Gernigon-Spychalowicz Piotr ; Habib Hiam ; Mytko-B
L'HARMATTAN
15,50 €
Épuisé
EAN :9782296005341
La source de Piotr était au désert, à Béni-Abbès. Il écrivait dans un devoir : " A chaque fois que je vais au Sahara, une joie immense remplit mon cœur "... " Le désert, assemblage de dunes de sable, endroit mystérieux pour les Occidentaux, m'a toujours attiré, ébloui, émerveillé.
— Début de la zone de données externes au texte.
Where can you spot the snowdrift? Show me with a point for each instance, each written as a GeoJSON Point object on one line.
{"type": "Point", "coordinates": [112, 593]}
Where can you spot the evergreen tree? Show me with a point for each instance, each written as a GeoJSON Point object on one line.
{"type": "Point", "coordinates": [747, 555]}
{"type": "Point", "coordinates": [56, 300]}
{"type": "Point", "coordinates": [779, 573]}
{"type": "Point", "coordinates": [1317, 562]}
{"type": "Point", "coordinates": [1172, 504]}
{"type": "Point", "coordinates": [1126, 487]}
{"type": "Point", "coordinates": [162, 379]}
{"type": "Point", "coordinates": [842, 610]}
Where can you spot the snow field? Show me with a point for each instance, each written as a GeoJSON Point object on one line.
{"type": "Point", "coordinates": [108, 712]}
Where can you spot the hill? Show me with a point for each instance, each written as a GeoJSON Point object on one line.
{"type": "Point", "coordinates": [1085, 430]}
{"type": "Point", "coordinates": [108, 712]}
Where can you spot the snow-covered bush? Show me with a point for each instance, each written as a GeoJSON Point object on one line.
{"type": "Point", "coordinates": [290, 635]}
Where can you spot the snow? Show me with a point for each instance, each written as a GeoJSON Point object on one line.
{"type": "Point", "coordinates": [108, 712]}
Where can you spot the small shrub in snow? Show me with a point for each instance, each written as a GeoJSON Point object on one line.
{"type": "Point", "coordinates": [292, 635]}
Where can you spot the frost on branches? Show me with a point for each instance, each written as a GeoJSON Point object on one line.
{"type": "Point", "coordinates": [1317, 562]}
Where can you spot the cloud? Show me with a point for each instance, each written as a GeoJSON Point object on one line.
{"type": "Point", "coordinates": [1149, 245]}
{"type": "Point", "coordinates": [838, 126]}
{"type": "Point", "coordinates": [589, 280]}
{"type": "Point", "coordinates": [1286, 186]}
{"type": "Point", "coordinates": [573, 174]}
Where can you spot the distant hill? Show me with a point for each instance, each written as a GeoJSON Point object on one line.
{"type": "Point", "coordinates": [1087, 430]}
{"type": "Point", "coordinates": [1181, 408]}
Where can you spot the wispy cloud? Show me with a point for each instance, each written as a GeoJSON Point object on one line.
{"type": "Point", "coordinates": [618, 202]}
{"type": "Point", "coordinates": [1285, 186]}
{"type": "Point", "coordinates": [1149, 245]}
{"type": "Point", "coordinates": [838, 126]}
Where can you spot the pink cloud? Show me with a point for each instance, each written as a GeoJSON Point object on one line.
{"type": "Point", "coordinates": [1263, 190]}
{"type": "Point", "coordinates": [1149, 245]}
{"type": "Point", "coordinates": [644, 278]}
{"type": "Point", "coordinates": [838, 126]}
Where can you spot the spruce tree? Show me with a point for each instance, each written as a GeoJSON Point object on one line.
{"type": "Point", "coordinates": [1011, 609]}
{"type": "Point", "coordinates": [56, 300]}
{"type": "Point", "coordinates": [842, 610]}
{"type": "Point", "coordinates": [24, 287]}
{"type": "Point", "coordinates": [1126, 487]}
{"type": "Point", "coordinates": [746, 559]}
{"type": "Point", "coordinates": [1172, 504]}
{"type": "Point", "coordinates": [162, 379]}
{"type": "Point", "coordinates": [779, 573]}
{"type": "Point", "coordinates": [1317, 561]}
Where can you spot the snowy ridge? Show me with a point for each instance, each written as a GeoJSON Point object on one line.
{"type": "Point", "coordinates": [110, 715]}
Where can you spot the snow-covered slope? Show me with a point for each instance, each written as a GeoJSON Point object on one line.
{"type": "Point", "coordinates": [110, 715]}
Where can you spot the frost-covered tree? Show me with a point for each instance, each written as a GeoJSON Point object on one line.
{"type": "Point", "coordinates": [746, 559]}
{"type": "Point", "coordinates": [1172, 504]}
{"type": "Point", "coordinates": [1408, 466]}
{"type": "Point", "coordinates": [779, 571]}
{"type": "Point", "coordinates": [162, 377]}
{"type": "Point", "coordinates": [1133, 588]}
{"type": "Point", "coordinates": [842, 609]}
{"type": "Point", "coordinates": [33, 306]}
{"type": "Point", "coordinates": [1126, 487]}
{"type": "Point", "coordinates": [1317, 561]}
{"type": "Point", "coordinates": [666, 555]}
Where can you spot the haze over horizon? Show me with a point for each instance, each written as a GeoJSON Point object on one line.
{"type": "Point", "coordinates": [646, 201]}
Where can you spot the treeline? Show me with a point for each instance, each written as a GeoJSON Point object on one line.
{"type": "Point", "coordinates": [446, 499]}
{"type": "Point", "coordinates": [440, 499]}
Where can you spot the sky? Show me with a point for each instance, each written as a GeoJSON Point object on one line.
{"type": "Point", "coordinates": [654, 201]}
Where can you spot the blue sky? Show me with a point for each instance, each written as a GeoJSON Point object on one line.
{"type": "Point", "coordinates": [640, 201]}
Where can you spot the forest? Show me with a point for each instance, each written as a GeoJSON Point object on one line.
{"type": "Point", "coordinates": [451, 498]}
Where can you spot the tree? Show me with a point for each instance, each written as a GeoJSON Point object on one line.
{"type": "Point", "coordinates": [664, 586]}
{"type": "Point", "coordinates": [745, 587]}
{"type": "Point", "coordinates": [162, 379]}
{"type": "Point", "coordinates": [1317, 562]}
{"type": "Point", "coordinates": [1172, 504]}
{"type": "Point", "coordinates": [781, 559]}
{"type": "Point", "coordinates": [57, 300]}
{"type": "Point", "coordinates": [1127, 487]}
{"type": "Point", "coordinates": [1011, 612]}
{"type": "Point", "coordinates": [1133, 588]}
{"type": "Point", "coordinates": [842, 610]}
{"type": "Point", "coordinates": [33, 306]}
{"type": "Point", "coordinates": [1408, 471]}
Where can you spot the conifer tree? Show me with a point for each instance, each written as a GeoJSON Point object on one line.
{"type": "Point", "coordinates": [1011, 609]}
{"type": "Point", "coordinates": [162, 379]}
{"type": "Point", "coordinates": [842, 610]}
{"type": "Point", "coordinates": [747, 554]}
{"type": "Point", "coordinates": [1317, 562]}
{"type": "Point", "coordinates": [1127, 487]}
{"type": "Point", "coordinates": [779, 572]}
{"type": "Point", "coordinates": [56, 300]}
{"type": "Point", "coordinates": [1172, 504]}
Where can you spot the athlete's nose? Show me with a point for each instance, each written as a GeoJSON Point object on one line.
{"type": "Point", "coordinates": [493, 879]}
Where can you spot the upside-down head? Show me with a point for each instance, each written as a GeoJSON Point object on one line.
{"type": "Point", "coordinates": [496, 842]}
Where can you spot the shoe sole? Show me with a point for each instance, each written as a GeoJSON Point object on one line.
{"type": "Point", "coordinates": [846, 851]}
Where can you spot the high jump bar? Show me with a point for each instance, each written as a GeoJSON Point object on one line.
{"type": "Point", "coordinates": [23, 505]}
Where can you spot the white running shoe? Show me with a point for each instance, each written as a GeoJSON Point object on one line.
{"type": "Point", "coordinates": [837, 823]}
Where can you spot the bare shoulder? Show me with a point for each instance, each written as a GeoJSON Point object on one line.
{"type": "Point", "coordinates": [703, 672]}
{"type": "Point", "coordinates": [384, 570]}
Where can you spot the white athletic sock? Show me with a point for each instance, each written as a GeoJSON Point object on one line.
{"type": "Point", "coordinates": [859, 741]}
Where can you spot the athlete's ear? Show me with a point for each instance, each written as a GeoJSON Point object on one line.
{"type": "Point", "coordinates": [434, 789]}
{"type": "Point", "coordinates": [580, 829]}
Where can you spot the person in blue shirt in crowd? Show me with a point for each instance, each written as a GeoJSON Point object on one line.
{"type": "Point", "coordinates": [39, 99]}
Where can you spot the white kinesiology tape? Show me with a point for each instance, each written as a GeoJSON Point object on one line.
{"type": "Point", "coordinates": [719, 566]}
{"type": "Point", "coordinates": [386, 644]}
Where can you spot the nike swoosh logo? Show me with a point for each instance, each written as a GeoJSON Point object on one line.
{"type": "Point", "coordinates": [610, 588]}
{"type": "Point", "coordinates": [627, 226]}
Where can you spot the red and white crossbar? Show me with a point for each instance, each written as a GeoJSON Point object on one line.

Et partager la vie des nomades n'est-ce pas magnifique ?.... Vivre parmi les nomades, solitaires mais solidaires, c'est comme apprendre une nouvelle manière de vivre. " Béni-Abbès, c'était une autre équipe de foot que celle d'Alger ; c'était jouer avec les enfants de nomades installés à l'extrémité de l'oasis, à proximité de cette fraternité construite par Charles de Foucauld au début de ce siècle ; c'était partager la vie des copains et partir avec eux dans les dunes ou le long de l'oued Saoura, sous la pluie et dans l'orage comme à son dernier séjour à l'occasion des congés de printemps. Nous ne pouvions pas savoir que c'était le dernier. Autour du départ de Piotr, ce fut une communauté sans frontière qui vécut la prière de l'à-Dieu. Les origines nationales et les appartenances religieuses s'y mêlaient comme en ce recueil où communient les trois langues des cultures qui ont fait de Piotr ce qu'il était.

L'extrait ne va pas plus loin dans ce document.